• Catherine

Kama Sutra : 2

La fin du sentiment érotique ?

N'est-ce pas ainsi que l'on pourrait résumer la grande détresse de notre temps ? Et pourtant, jamais les pratiques sexuelles n'ont été autant à l'honneur dans la société. Quel paradoxe !

À l'heure même où le sexe s'étale sur les affiches, à la télévision et au cinéma, remplit les journaux, les livres et les magazines, sans parler de la flambée du cyberespace, il semblerait qu'on l'aborde comme un problème.

La faute à quoi ? À qui ? Peut-être à cette exagération, précisément. Le sexe est si omniprésent dans le quotidien qu'il semble avoir perdu tout pouvoir d'excitation.

Hypothèse : et si derrière ce nœud se cachait tout simplement une bonne part d'ignorance ? Les hommes qui se prétendent des amants exceptionnels sont souvent ceux qui connaissent parfaitement les manières d'atteindre leur plaisir. C'est bien. Mais sont-ils aussi savants sur les femmes, qui sont à la source de ce plaisir ?

Car depuis belle lurette est révolu le temps où les femmes faisaient rimer sexualité avec culpabilité. Leur vie sexuelle, elles veulent la vivre pleinement, sans inhibitions. Quel avenir, alors ? D'un côté, des femmes condamnées à une éternelle recherche d'un épanouissement mystérieux et, de l'autre, des hommes bardés de certitude ?

Et si les hommes laissaient au vestiaire cette autocomplaisance pour envisager le sexe autrement ? Par exemple, comme une célébration dans laquelle la technique aurait un rôle à jouer certes, mais un rôle finalement mineur, comparé à celui de l'approche psychologique, émotionnelle et sentimentale de la chose…

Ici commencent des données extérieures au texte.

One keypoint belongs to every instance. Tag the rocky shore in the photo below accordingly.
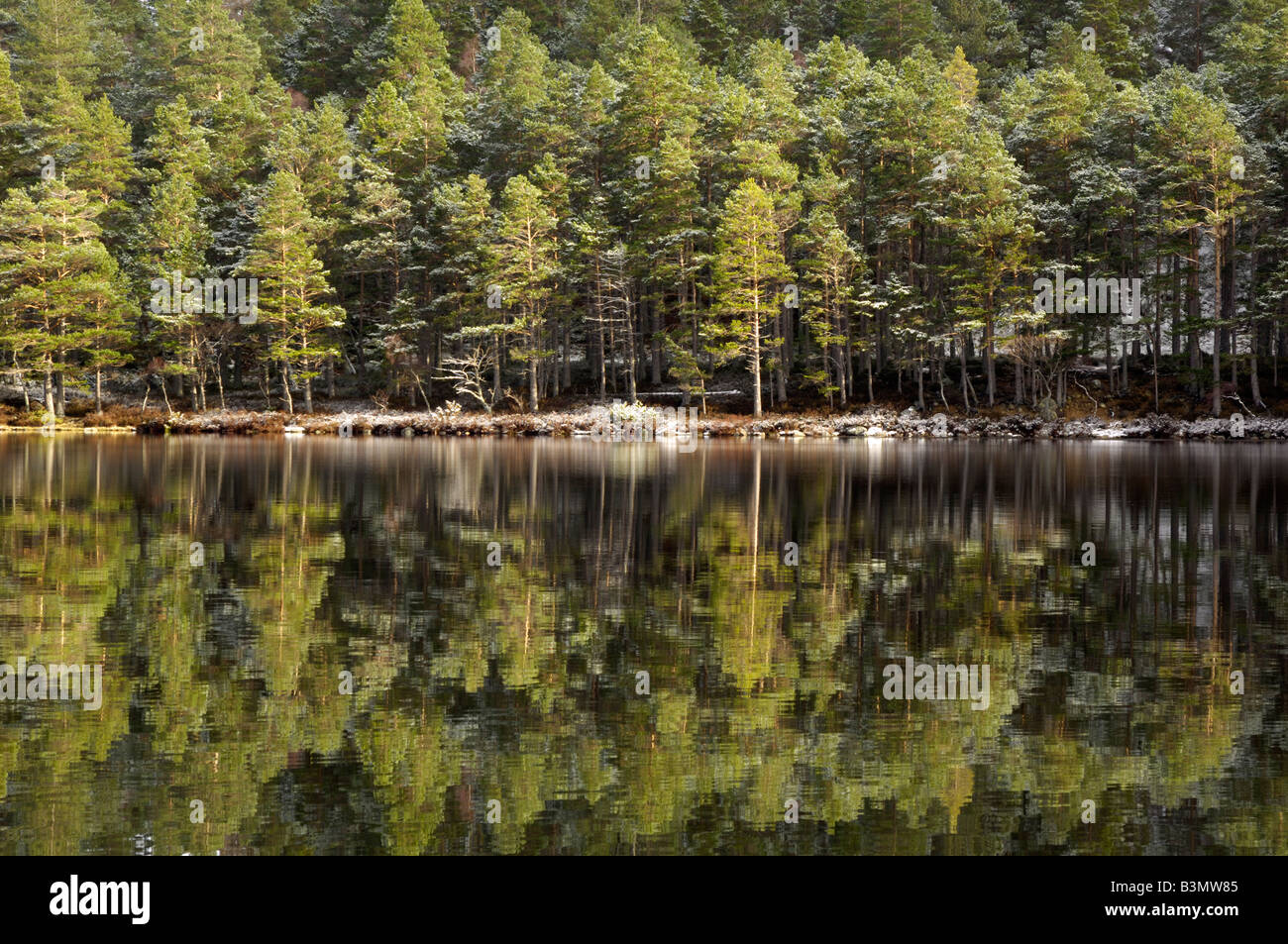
(590, 423)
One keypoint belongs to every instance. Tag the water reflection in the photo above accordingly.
(520, 682)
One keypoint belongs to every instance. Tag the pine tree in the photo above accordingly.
(527, 270)
(291, 286)
(747, 266)
(54, 42)
(55, 283)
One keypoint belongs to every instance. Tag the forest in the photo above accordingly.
(949, 204)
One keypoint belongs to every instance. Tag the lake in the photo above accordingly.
(548, 646)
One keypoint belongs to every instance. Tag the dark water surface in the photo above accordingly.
(519, 684)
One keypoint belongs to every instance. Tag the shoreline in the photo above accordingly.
(585, 423)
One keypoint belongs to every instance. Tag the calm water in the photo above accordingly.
(498, 708)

Cette émotion érotique, c'est précisément le cheval de bataille du sage Vatsyayana, auteur, il y a environ mille cinq cents ans, du célèbre Kama Sutra.

On en a fait à tort le spécialiste des techniques sexuelles, réduisant le Kama Sutra à un recueil de postures plus acrobatiques les unes que les autres, alors qu'il s'agit du plus ancien livre sur l'amour. Car pratiquer le sexe, c'est aussi faire l'amour, qui l'a oublié ?

Certes, le sage n'est pas avare de conseils pratiques mais loin de lui l'idée de réduire le sexe à une technique. Bien au contraire, jamais la qualité d'une expérience sexuelle ne se mesurera au taux de testostérone sécrétée. Un bon amant est avant tout un amant sensible aux désirs de sa partenaire, capable de deviner ses attentes, de décrypter ses réactions et d'accroître son plaisir jusqu'à l'orgasme. Rien de moins.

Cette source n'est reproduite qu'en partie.